I see a potential problem here, if this becomes a default: If widely 
deployed using EF, the traffic will likely result in this DSCP being 
ignored/dropped (not given you EF properties0)or in breaking EF 
properties for other flows (which needs to be policed).

 >> If a packet enters a QoS domain that has no support for the above
 >> defined Data Types/Application (service) classes, then the network
 >> node at the edge will remark the DSCP value based on policies.
 >>
 >> Yes, but even if there is support for these classes traffic
 >> conditioning (e.g., remarking/dropping etc.) may be necessary and
 >> applied. Remarking to different PHBs may also lead to packet
 >> reordering within a media flow?!
 >
 >> SD: Remarking/dropping may occur, which is mentioned in the draft.

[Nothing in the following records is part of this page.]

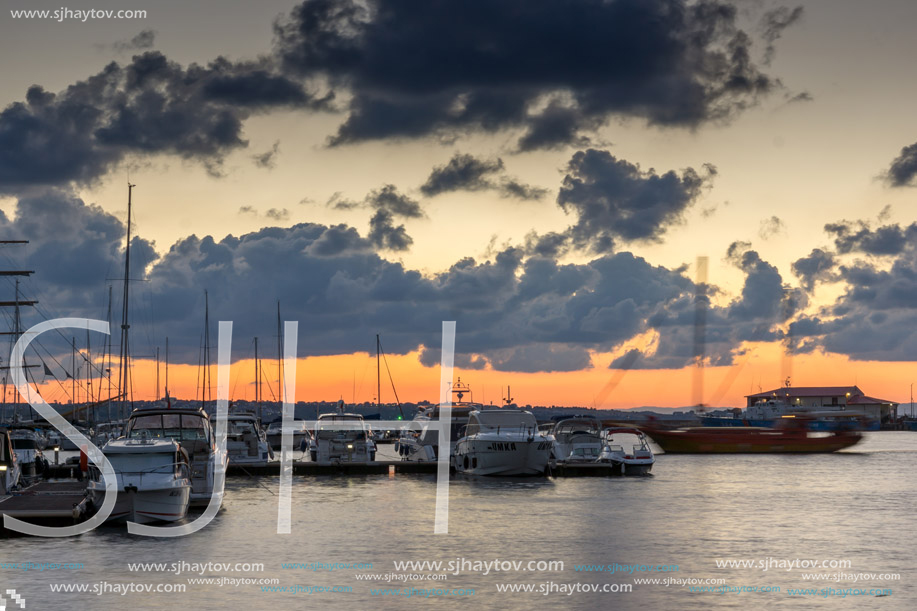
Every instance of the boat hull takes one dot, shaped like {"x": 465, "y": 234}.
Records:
{"x": 750, "y": 441}
{"x": 520, "y": 457}
{"x": 146, "y": 506}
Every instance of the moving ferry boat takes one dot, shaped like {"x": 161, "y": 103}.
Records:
{"x": 191, "y": 429}
{"x": 791, "y": 435}
{"x": 154, "y": 480}
{"x": 9, "y": 465}
{"x": 342, "y": 438}
{"x": 420, "y": 442}
{"x": 502, "y": 442}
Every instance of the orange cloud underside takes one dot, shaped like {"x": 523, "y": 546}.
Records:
{"x": 353, "y": 378}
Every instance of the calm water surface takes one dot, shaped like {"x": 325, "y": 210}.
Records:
{"x": 854, "y": 506}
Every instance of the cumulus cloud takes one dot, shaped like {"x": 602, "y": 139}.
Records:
{"x": 771, "y": 227}
{"x": 469, "y": 173}
{"x": 268, "y": 159}
{"x": 903, "y": 169}
{"x": 816, "y": 267}
{"x": 553, "y": 71}
{"x": 614, "y": 200}
{"x": 144, "y": 40}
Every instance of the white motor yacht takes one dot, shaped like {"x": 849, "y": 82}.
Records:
{"x": 191, "y": 429}
{"x": 154, "y": 482}
{"x": 502, "y": 442}
{"x": 27, "y": 447}
{"x": 9, "y": 465}
{"x": 342, "y": 438}
{"x": 420, "y": 442}
{"x": 628, "y": 448}
{"x": 577, "y": 439}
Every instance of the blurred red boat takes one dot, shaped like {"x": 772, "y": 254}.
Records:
{"x": 790, "y": 436}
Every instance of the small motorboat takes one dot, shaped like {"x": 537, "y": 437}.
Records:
{"x": 627, "y": 448}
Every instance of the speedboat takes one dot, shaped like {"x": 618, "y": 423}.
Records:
{"x": 27, "y": 446}
{"x": 627, "y": 448}
{"x": 342, "y": 438}
{"x": 154, "y": 480}
{"x": 300, "y": 434}
{"x": 191, "y": 429}
{"x": 9, "y": 465}
{"x": 502, "y": 442}
{"x": 577, "y": 439}
{"x": 246, "y": 441}
{"x": 420, "y": 442}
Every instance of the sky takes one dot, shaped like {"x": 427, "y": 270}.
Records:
{"x": 546, "y": 174}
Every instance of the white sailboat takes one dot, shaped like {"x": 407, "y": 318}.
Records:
{"x": 246, "y": 442}
{"x": 502, "y": 442}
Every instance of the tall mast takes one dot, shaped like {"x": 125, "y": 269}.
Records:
{"x": 124, "y": 375}
{"x": 167, "y": 366}
{"x": 378, "y": 378}
{"x": 157, "y": 373}
{"x": 258, "y": 383}
{"x": 205, "y": 390}
{"x": 279, "y": 358}
{"x": 108, "y": 369}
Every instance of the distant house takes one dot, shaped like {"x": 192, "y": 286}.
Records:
{"x": 831, "y": 398}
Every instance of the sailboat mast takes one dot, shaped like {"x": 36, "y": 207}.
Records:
{"x": 279, "y": 359}
{"x": 205, "y": 390}
{"x": 258, "y": 383}
{"x": 124, "y": 376}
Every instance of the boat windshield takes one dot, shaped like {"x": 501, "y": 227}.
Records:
{"x": 24, "y": 443}
{"x": 179, "y": 427}
{"x": 241, "y": 427}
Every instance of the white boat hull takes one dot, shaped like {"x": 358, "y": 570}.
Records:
{"x": 145, "y": 506}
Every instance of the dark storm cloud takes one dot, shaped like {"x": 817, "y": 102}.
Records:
{"x": 385, "y": 235}
{"x": 268, "y": 159}
{"x": 515, "y": 312}
{"x": 903, "y": 169}
{"x": 553, "y": 70}
{"x": 72, "y": 246}
{"x": 773, "y": 23}
{"x": 469, "y": 173}
{"x": 614, "y": 200}
{"x": 148, "y": 106}
{"x": 817, "y": 266}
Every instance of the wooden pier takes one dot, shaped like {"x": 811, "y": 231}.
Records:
{"x": 49, "y": 503}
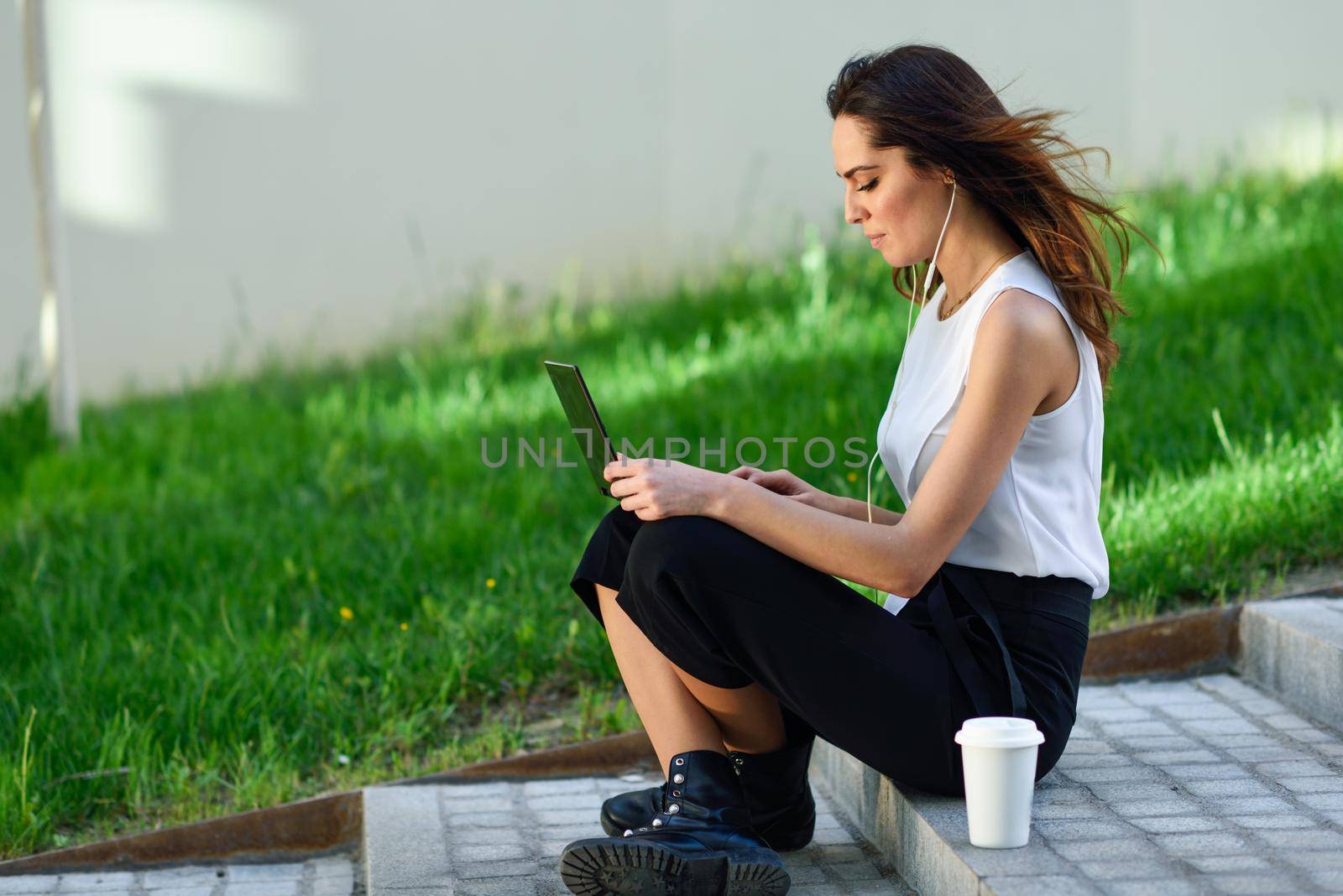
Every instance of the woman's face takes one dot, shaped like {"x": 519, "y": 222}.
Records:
{"x": 900, "y": 211}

 > Same issue as above: remarking caused by a static DS domain policy
 > (PHBx -> PHBy) is different from remarking and other actions that
 > boundary nodes may perform for individual flows according to
 > traffic profiles.
 >
 > Regards,
 > Roland
 >
In short... there are different pathologies (per packet conditioning 
action) when you send packets using EF, for traffic that the network 
provider didn't provision. This is a different behavior to remarking 
because the DSCP or PHB was not supported at a boundary.